Autant les réponses immédiates étaient déjà connues pour répondre à des crises ponctuelles, autant les solutions à appliquer sur le moyen et long terme sont encore floues. L’équation à résoudre pour aborder l’après Covid-19 comporte plusieurs inconnues. Concernant le soutien aux entreprises fragilisées, l’État a mis en place de nombreux dispositifs pour leur permettre de résister et de repartir. Il a aussi élargi son filet social pour soutenir les ménages les plus modestes. Cela sera-t-il suffisant ? Le maintien du pouvoir d’achat est la seconde inconnue, avec l’impact sur les prix comme troisième inconnue. Pour l’après pandémie, le cabinet de conseil Mc Kinsey évoque un consumérisme de « frugalité générale », avec une consommation qui délaisserait les produits non essentiels et non contraints, et donc un risque de ralentissement. En fait, les experts économiques s’interrogent encore pour savoir quelle sera la vigueur de la reprise. Ce qui est sûr, c’est que ce ne sera pas une courbe en V avec un retour rapide à l’avant Covid-19. Ils spéculent sur un U (reprise après une phase de latence), un W (reprise avec des rebonds) ou un L (reprise très faible). Pour les filières avicoles liées à la RHD, la sortie du tunnel dépend de son redémarrage (15 juin ou 15 juillet ?). Pour celles qui ont souffert d’une relative désaffection, comme le foie gras et les petites espèces, le moment de communiquer est déjà arrivé et c’est ce qu’elles font.

Remise en cause du système alimentaire

Sur le long terme, d’autres éléments externes aux filières pourraient avoir des effets positifs. « Ce que révèle cette pandémie, c’est qu’il existe des biens et des services qui doivent être placés en dehors des lois du marché.
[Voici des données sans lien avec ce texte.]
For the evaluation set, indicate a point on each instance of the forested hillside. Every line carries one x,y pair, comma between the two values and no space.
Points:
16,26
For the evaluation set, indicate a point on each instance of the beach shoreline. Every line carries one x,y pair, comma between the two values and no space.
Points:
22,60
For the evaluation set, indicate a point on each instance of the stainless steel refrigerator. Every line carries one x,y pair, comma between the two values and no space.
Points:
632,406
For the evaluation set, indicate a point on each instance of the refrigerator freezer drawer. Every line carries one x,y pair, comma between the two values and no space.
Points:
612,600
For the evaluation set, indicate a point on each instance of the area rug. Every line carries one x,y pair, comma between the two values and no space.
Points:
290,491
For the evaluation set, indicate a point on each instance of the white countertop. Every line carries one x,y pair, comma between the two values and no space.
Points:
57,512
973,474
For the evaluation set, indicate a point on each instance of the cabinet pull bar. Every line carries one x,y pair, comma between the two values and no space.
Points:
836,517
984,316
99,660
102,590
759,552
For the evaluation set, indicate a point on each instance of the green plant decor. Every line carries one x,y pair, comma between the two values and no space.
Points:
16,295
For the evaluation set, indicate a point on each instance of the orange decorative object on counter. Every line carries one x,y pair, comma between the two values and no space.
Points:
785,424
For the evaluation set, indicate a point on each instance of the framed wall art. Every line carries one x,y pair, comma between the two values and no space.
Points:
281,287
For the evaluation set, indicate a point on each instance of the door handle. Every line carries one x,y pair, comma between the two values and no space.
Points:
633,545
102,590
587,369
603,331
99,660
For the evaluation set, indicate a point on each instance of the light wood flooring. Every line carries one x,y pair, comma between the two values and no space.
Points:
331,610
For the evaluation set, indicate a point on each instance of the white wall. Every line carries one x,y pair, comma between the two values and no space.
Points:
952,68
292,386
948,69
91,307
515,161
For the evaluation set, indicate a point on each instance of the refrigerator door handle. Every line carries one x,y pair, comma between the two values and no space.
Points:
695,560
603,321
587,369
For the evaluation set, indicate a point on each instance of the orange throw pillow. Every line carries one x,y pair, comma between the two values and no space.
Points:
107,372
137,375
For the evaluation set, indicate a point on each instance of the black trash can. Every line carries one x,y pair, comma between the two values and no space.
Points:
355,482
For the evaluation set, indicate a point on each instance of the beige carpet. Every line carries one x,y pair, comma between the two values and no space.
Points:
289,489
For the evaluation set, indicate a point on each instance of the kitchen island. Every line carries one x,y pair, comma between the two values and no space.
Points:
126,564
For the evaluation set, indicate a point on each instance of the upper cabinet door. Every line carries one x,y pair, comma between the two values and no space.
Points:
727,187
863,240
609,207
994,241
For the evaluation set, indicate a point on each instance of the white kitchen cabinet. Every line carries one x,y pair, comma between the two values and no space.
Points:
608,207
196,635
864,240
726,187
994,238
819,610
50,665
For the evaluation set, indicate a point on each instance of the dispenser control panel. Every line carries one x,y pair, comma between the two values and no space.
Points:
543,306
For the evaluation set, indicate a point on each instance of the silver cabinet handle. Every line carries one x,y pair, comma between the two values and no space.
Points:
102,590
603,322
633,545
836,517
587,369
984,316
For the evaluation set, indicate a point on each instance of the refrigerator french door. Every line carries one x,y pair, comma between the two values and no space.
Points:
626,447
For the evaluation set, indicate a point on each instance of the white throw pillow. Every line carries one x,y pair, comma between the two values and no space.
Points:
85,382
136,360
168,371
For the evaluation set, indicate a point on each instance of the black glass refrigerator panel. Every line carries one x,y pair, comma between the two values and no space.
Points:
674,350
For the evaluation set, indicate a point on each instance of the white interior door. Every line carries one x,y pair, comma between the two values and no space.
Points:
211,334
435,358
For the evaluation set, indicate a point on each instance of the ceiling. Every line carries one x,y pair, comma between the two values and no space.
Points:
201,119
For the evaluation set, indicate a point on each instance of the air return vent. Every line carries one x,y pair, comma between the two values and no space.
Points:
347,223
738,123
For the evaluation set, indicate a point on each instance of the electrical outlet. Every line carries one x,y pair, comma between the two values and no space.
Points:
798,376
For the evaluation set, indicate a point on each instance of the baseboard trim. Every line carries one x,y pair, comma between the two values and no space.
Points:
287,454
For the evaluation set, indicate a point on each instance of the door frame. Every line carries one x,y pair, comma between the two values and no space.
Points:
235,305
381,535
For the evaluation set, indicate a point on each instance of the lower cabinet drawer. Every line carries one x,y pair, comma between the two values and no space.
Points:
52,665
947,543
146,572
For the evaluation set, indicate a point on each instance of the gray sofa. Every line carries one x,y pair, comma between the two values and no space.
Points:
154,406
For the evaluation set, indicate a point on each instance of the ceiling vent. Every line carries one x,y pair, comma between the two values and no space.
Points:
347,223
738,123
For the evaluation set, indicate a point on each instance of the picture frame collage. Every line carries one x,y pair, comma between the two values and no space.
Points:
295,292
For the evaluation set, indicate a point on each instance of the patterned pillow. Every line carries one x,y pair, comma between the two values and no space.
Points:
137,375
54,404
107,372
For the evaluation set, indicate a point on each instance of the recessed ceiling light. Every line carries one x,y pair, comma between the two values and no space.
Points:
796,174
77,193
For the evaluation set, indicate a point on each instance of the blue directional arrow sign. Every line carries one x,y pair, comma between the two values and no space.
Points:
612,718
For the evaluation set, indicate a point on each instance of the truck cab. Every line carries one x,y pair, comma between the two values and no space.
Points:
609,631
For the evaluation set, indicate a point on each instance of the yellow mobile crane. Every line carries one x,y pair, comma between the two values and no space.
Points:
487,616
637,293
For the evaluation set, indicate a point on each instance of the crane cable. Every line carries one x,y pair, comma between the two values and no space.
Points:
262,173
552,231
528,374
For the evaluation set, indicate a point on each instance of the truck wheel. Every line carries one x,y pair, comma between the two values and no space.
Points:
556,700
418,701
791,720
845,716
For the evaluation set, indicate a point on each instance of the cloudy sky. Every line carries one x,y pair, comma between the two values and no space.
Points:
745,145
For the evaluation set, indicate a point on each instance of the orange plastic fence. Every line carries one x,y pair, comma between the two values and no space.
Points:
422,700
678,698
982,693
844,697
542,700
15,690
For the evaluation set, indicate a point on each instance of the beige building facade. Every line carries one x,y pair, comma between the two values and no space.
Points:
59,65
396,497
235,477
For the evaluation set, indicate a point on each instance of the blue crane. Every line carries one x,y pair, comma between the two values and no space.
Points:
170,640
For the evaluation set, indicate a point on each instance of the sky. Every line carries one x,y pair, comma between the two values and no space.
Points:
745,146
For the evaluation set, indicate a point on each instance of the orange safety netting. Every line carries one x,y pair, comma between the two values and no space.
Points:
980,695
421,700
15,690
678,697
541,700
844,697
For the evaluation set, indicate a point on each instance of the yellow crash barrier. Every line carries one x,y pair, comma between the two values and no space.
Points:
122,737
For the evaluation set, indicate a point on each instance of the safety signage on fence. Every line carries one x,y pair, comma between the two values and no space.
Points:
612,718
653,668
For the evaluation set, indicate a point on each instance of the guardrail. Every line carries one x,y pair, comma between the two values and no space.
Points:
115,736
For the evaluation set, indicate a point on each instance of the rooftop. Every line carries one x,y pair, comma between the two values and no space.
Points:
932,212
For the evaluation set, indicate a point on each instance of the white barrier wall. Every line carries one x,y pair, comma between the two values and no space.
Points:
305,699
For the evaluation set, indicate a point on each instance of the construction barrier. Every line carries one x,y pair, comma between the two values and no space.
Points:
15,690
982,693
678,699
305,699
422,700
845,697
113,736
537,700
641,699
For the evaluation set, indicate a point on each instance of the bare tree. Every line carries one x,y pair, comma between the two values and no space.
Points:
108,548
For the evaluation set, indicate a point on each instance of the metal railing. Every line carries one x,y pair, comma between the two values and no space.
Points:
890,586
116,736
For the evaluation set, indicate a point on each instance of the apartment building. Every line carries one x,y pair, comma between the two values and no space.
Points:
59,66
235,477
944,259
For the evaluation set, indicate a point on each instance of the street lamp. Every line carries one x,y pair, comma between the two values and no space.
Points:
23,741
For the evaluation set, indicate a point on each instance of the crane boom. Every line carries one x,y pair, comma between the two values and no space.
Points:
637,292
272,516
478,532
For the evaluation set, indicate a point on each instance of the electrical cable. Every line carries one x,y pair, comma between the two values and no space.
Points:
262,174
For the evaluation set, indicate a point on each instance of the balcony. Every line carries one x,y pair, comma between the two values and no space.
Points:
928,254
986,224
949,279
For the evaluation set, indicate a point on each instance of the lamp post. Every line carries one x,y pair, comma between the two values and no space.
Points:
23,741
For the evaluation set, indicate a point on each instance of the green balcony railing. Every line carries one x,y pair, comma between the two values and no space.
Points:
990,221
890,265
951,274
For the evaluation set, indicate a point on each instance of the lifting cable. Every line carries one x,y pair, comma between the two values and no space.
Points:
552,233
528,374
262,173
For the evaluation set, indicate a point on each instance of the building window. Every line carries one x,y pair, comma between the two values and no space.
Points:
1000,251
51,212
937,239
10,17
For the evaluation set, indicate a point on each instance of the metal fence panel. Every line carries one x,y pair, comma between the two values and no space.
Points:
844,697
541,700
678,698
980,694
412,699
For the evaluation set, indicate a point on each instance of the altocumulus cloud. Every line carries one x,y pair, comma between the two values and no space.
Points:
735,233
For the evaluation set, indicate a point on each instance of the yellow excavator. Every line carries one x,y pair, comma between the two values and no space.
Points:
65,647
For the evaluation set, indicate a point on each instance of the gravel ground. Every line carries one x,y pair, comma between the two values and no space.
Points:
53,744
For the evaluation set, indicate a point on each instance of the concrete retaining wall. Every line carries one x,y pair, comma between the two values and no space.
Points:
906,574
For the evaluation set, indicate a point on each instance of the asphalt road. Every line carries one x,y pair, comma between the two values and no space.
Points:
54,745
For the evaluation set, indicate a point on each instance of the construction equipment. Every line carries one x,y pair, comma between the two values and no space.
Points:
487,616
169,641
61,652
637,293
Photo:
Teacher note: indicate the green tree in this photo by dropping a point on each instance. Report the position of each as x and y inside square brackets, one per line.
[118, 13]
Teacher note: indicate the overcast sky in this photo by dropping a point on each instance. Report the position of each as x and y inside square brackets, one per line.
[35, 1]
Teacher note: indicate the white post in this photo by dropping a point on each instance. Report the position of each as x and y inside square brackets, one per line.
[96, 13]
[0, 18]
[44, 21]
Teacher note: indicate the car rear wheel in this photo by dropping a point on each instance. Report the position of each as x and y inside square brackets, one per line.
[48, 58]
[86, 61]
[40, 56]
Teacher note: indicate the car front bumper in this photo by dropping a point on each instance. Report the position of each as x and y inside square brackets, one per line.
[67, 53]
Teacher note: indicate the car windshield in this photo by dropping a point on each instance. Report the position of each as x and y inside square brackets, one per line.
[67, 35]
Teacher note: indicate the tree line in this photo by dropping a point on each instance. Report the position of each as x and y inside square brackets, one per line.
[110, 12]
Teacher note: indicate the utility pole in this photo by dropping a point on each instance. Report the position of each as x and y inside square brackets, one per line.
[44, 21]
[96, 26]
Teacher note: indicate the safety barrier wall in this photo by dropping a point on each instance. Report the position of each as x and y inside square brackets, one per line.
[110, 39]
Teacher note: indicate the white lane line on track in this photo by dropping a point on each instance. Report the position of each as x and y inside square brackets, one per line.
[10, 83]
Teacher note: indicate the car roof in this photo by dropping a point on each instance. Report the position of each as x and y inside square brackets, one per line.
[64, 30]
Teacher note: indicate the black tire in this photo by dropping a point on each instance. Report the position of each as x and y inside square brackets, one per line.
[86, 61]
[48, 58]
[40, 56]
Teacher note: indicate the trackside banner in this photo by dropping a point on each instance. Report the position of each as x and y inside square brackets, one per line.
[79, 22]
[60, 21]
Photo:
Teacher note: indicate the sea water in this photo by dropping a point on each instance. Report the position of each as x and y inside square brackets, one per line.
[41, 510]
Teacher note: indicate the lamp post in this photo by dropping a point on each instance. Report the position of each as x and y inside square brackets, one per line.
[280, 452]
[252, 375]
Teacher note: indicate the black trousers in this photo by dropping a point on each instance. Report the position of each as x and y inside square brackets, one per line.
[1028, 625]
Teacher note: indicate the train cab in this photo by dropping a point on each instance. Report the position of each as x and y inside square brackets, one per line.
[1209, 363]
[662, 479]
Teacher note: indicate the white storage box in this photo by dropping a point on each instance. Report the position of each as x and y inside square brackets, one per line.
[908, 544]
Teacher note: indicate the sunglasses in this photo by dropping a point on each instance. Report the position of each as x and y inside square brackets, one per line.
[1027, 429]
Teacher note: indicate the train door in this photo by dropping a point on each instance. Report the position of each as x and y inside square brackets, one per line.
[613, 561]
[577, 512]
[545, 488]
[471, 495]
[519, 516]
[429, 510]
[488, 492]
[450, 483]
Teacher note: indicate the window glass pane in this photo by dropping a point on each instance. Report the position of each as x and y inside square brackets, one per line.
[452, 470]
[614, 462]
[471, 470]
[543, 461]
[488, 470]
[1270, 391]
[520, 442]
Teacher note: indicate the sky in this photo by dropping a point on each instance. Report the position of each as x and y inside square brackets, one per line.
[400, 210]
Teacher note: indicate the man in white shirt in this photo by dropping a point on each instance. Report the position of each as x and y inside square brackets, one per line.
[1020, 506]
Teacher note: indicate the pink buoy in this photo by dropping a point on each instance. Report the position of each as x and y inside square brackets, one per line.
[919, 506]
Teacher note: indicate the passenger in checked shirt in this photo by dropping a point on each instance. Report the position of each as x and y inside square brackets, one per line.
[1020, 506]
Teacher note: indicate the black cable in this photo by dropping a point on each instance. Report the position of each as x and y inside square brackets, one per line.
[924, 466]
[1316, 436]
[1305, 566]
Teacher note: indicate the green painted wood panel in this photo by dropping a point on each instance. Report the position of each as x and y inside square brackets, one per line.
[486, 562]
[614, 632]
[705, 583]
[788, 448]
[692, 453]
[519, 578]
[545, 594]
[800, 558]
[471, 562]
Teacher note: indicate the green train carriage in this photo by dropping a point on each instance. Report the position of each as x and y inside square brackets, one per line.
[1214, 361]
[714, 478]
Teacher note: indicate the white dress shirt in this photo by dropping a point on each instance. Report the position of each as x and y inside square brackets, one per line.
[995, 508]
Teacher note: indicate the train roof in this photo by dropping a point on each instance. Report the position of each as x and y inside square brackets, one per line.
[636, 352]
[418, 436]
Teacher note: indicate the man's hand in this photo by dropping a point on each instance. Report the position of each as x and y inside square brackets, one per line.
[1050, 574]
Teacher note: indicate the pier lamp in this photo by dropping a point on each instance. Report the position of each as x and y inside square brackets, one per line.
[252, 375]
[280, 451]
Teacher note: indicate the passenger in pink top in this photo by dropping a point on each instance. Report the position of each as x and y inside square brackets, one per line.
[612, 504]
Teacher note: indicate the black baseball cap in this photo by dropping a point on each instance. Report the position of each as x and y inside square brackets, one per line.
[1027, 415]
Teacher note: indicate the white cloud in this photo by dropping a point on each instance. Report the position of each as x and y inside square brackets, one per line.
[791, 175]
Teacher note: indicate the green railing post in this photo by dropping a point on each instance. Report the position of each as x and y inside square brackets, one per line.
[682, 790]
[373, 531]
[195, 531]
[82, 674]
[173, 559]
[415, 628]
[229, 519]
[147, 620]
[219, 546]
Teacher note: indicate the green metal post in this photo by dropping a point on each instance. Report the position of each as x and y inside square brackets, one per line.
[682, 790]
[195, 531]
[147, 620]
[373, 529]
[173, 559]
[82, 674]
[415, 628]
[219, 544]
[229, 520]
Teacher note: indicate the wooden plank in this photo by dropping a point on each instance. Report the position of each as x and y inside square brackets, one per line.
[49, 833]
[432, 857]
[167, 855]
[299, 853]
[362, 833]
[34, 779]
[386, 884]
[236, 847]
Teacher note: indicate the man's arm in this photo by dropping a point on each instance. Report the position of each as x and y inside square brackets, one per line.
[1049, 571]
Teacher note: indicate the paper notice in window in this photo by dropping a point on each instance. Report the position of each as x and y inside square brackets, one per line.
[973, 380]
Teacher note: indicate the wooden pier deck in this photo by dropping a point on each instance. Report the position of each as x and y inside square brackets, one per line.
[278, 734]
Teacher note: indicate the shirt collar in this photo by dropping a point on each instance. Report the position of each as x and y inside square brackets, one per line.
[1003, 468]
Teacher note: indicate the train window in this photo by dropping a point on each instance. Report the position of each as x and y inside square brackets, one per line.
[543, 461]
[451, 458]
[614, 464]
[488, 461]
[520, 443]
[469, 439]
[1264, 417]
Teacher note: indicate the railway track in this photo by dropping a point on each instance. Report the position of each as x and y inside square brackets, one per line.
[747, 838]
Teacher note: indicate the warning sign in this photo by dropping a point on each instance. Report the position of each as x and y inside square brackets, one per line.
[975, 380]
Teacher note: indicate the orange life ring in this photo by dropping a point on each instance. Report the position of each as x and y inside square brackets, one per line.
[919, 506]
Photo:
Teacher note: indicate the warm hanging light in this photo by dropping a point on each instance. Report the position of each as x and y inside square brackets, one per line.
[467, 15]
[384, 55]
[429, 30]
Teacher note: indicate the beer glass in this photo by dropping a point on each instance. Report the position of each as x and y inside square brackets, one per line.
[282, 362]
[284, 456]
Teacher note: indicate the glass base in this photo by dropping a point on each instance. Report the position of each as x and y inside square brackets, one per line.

Déléguer notre alimentation/… / est une folie. Nous devons en reprendre le contrôle… », a déclaré le président Emmanuel Macron lors d’une intervention télévisée. En révélant une certaine fragilité de nos systèmes économiques vis-à-vis des changements planétaires à venir, ce virus Sars-Cov2 donne l’occasion de remettre en cause globalement la politique agricole et agroalimentaire. Les Français y sont favorables. Selon un sondage Odoxa-Comfluence réalisé en avril, 93 % souhaitent la garantie de l’autonomie agricole de la France. Plusieurs chantiers seraient ainsi à rouvrir : la résilience des systèmes de production, l’autonomie et la souveraineté alimentaires, la compétitivité française, la préférence communautaire, la régulation des marchés agricoles internationaux, la place de l’alimentation dans les accords de libre-échange, la mondialisation des échanges…

Les achats alimentaires vus par le Credoc

Pascale Hebel, directrice du pôle consommation et entreprises au Centre de recherche pour l’étude et l’observation des conditions de vie (Credoc), a particulièrement observé les comportements des consommateurs pendant la crise du Covid-19 :

-Des achats de panique orientés sur des produits faciles à stocker (surgelés, conserves) ;
-La priorité aux produits basiques et essentiels pour la cuisine du quotidien ;
-La baisse des produits sous signes de qualité, jugés moins essentiels (« la nécessité avant le plaisir ») ;
-L’effondrement des hypermarchés remplacés par les supermarchés de proximité ;
-L’explosion des circuits courts qui s’adaptent au confinement (drive, livraison) ;
-Des consommateurs fragmentés : une partie attend plus de produits locaux (sains et meilleurs pour la planète) malgré des prix plus élevés, tandis que pour d’autres ce n’est pas une priorité (ou faute de moyens) ;
-Les consommateurs veulent des produits « plus », avec un bénéfice (santé, nutrition, environnement, bien-être animal…) ;
-Le local pourrait supplanter le bio en 2020, en conciliant mieux bénéfices et prix.